Pierwsze pytanie, jakie sobie wszyscy zadali, to: co się przytrafiło przewodniczce, a drugie – czy wilki są niebezpieczne dla ludzi? I wtedy eksperci powiedzieli, że nie, zabijanie ludzi nie leży w ich naturze. Kropka. A potem skupiono się na powodach tej tragedii i wyjaśnianiu nieścisłości, bo początkowo Kolmården podało do wiadomości informacje, które okazały się nieprawdziwe. To nie był jakiś gorąco dyskutowany temat, mieliśmy ważniejsze problemy. Myślę, że ludzi nie za bardzo obchodzi los wilków.
Powtarzasz, że nie jesteś człowiekiem, którego ciągnie do kontaktu z dzikimi zwierzętami – dlaczego zatem zainteresowałeś się tą historią do tego stopnia, że spędziłeś z nią 3 lata swojego życia?
Chyba przez zagadkę morderstwa, którą chciałem rozwiązać. Bardziej ciekawi mnie funkcjonowanie ogrodów zoologicznych i ludzie w nich pracujący niż same zwierzęta. Ciekawią mnie te stworzenia, które mają klucze do wybiegów w zoo i mogą się między nimi swobodnie przemieszczać. Zawodowo zajmuję się pisaniem o kulturze i mam poczucie, że ogród zoologiczny to obiekt kulturalny. A kiedy zacząłem czytać o ogrodach zoologicznych, socjalizowaniu zwierząt i ludziach pracujących z wilkami − złapałem przynętę i chciałem zrozumieć, co tam się wydarzyło, co poszło nie tak. Poza tym nie potrafię przestać zgłębiać tematu, którym się zainteresuję, dopóki nie znajdę odpowiedzi, których szukam.
czytaj także
Zafascynowało mnie to, że przedstawiasz tę sprawę jako międzygatunkową zbrodnię. Mamy morderców, mamy ofiarę, mamy dowody zbrodni, mamy też bez wątpienia motyw, ale nigdy nie będziemy mieli języka, by go poznać i się dowiedzieć, co tak naprawdę się stało. Przypomniał mi się fragment, w którym opisujesz, że wielu pracowników zoo chętnie szukało u wilków pocieszenia – kiedy mieli zły dzień, wilki zlizywały łzy z ich twarzy. Nie wiemy jednak, czy był to wyraz empatii, czy po prostu lubiły słony smak ich łez. Do czego doprowadziły cię twoje próby przełożenia tej nieprzekładalnej „zbrodni”?
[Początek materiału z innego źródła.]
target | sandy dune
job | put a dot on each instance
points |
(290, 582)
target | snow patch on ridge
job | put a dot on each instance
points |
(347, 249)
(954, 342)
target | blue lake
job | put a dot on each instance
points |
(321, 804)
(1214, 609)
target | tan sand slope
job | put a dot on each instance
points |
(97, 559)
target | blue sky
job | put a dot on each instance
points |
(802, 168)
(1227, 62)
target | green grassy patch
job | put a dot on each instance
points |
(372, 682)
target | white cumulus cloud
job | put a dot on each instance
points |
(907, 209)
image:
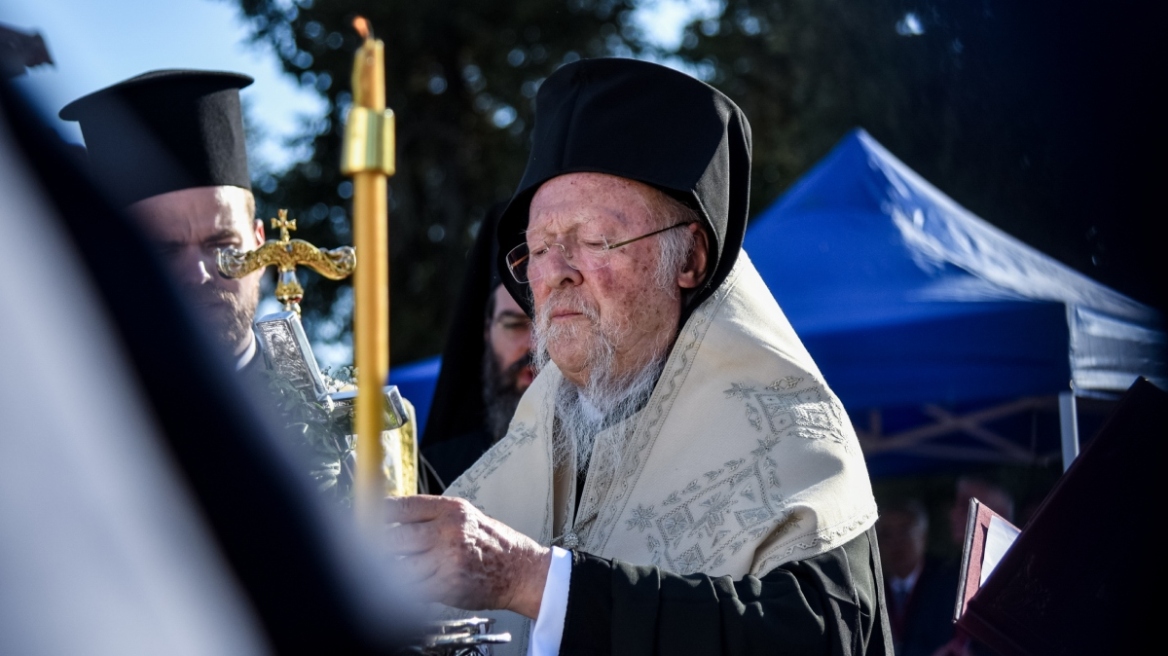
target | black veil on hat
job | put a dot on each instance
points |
(164, 131)
(646, 123)
(458, 406)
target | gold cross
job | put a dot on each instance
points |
(283, 224)
(286, 253)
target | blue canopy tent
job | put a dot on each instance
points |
(905, 299)
(933, 327)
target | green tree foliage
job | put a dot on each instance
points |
(460, 78)
(1033, 114)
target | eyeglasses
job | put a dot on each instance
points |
(532, 262)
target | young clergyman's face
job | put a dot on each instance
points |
(509, 337)
(187, 227)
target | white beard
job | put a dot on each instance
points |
(583, 412)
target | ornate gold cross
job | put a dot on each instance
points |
(286, 253)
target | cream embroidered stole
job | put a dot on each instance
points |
(742, 460)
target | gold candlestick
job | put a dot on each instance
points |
(368, 158)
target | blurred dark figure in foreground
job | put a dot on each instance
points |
(20, 51)
(919, 609)
(154, 510)
(486, 365)
(168, 146)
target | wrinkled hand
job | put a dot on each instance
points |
(463, 558)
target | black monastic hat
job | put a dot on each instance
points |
(164, 131)
(646, 123)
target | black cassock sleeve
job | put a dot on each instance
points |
(832, 604)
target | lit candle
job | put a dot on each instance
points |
(370, 314)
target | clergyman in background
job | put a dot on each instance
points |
(486, 365)
(168, 147)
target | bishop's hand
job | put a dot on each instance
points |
(460, 557)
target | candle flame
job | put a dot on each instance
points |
(362, 26)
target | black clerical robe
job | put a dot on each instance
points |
(829, 604)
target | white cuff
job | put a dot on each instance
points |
(549, 627)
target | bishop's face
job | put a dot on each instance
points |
(187, 227)
(620, 302)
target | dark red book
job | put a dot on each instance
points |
(1085, 574)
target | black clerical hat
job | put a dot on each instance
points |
(164, 131)
(646, 123)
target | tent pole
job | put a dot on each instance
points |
(1069, 423)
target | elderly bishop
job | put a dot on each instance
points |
(679, 477)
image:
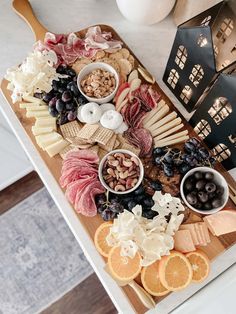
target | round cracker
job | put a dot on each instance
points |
(125, 53)
(125, 66)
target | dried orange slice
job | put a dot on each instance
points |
(200, 265)
(151, 281)
(123, 268)
(175, 271)
(100, 238)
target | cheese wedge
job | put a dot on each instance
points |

Nie chcę robić spojlerów, ale mogę odpowiedzieć tak: ludzie z Kolmården zapragnęli stać się częścią wilczej watahy. Być może udało im się to zbyt dobrze i nie zauważyli, że jako członkowie stada podpadają też pod wilcze prawo i wilczą politykę. I to miało tragiczne konsekwencje. Wilki nie są ani złe, ani dobre, trzeba tylko pamiętać, że są wilkami.
**
Lars Berge jest szwedzkim pisarzem, dziennikarzem, dokumentalistą i scenarzystą. Przez wiele lat współpracował z dziennikiem „Svenska Dagbladet”. Mieszka w Sztokholmie. Autor książki Dobry wilk. Tragedia w szwedzkim zoo, Wydawnictwo Czarne 2019, przełożyła Irena Kowadło-Przedmojska.